Some remarkable footage had been unearthed. The sight of Brucie interrupting an edition of his Big Night for a petulant 10-minute tirade about the press (“… people thought that glitter was going to come out of the set … you get criticised if you try something new, you get criticised if you do the same old thing …”) was truly astonishing, the most un-Bruce like thing imaginable, and quite clearly the show’s death knell. Extracts from the pilots for Blind Date (presented by a gurning Duncan Norvelle and titled, brilliantly, It’s a Hoot) and Who Wants to be a Millionaire (complete with a £1 starter question and sung theme tune) were similarly eye-opening in their hideousness. Syd Little boxing with a kangaroo was rendered even more spectacular by producer Michael Hurll’s heartfelt reflection, “I pissed myself laughing.”

Grainy shots of William G Stewart strutting around the set of The Price is Right in a pink satin bomber jacket, or of Paul Daniels helming the aborted BBC pre-Game for a Laugh people show Gotcha were left to speak for itself, and quite rightly so. Rarely did the programme fall into the habit of letting its talking heads describe an event only to be followed by a clip duplicating everything they’d just said. Focus was shuttled around sharply, occasionally too sharply, between an army of the great and the good, almost all of whom (even the unbilled members of the public) had pertinent contributions to make. Highlights included Edmonds defending Beadle against his numerous detractors (“So unfair … he dealt with that with great dignity … I’m a big fan”), Michael Jackson astutely detecting “the seeds of the destruction of Saturday night” within Blind Date‘s creaking format, and Les Dennis refreshingly vouchsafing, “there’s no point being bitter about the business changing.”

The most valuable presence, though, was that of Clive James. Stirred from his idleness, or stubbornness, or whatever really keeps him from resuming a continuing presence on TV screens or in print, he revealed his talent for witty observation and lucid analysis is as undimmed as ever. Hence the reason Big Night failed was because it simply “wasn’t a format – it was just a big night, it was just a long show.” Beadle’s practical jokery is “fairly closely allied to power, an attempt to regain power that was lost in childhood.” And while … Millionaire is “money for jam”, it’s appeal lies in the fact “there’s only one part of (a contestant’s) personality on display: their brain.”

Crucially, nearly everyone emerged from the show with their dignity intact, bar maybe Beadle (his comments about Game for a Laugh having “a limited shelf life” sitting awkwardly with his famously documented protest that LWT were responsible for “fucking killing the golden goose”) and Brian Conley, glimpsed at the start requesting “they should just make Saturday night telly for sad people” and at the end moaning about why his lamentable 2003 effort Judgement Day flopped.
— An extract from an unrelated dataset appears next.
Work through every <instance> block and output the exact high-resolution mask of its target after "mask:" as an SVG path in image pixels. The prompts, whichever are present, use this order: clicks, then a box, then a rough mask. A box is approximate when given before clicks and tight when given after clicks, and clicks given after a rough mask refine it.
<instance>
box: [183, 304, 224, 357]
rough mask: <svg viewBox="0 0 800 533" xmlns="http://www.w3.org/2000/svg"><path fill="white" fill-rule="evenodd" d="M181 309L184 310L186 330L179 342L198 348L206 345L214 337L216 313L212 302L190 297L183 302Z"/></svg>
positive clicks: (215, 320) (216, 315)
In short, contributors and producers alike seemed to have approached the project determined not to be glib or insincere, and a sense of everyone wanting to make a fair and accurate job of tackling the subject was palpable from start to finish.

Sure, there was whole other aspects not even touched upon, in particular the importance of drama – from All Creatures Great and Small and Dallas to Robin of Sherwood and The Tripods – and most recently ITV’s aborted attempt to run football highlights in primetime, certainly a key factor in accounting for the fortunes of recent Saturday night TV. Even so, there was an absolute deluge of absorbing viewing here, and the entire affair could’ve easily expanded into three hours or more, even chopped up into a series of programmes to give the talking heads a bit more time to breathe and to untangle those loose strands of narrative.

Thanks to its well-chosen mix of scope, care and ambition, this was easily one of the most fascinating things on Saturday night telly – in both senses – for ages.